Communication Errors Could Hurt Patients
(Ivanhoe Newswire) – When picking up medications at the pharmacy, most of the time it is assumed that the pharmacist knows enough about the medications to help their customers. Unfortunately, a new study shows that pharmacists may actually be out of the loop when it comes to discontinued medications which could lead to patients continuing to receive medications taken off the market.
Using electronic medical records, researchers looked at 1,218 medications that were discontinued throughout 2009 as well as 400 medical charts for any negative effects that may have been the result of a patient continuing to take a discontinued medication.

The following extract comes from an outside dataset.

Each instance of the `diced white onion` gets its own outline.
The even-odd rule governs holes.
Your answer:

The researchers found that out of the cases analyzed in the study, 1.5% of the discontinued medications continued to be dispensed at the pharmacy, leading researchers to conclude that a communication gap exists between doctors and pharmacists when it comes to discontinued medications.

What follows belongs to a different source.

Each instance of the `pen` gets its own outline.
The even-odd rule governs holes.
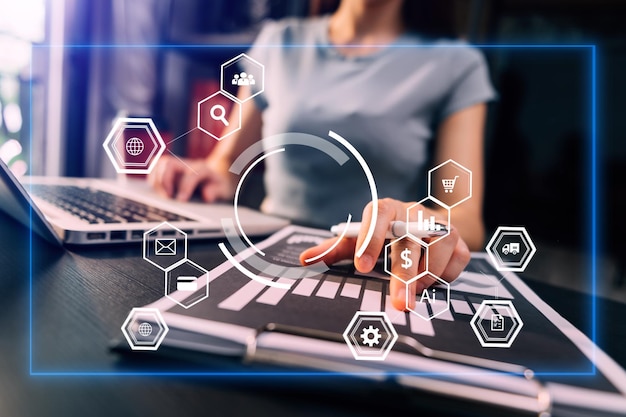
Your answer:
[[[361,230],[361,223],[350,223],[348,224],[346,230],[347,223],[339,223],[330,228],[330,231],[337,236],[341,236],[345,234],[344,237],[357,237],[359,235],[359,230]],[[393,221],[389,224],[389,230],[387,230],[387,236],[385,239],[396,239],[406,235],[407,230],[411,235],[421,238],[421,237],[435,237],[435,236],[443,236],[448,233],[448,226],[441,223],[433,224],[434,230],[427,229],[424,230],[424,224],[419,222],[410,222],[407,224],[406,222],[401,221]]]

Physicians have to tell patients when a medication is discontinued in order to prevent any problems that may be associated with continuing to take the medication. Although medical databases now make sending prescriptions to the pharmacy electronically very easy, many doctors falsely assume that their patients will remember to stop taking the discontinued medications and so they do not notify the pharmacists.
In the study, out of the 1.5% of discontinued medications that were still being refilled at the pharmacy, 12% of those cases resulted in potential harm ranging from low blood pressure and possible allergic reactions to nausea.
Any possible adverse effects of discontinued medications should be avoided; it has become a matter of patient safety.
However, this problem could easily be rectified by bridging the communication gap between physicians and pharmacists when it comes to discontinued medications.
"The implementation of electronic health records have offered a clear opportunity to track when a clinician discontinues a medication, but now there needs to be a process that helps discontinued orders be transmitted electronically to the retail pharmacy," lead study author Adrienne Allen, M.D., M.P.H., Associate Medical Director of Quality, Safety, and Risk at North Shore Physicians Group was quoted as saying.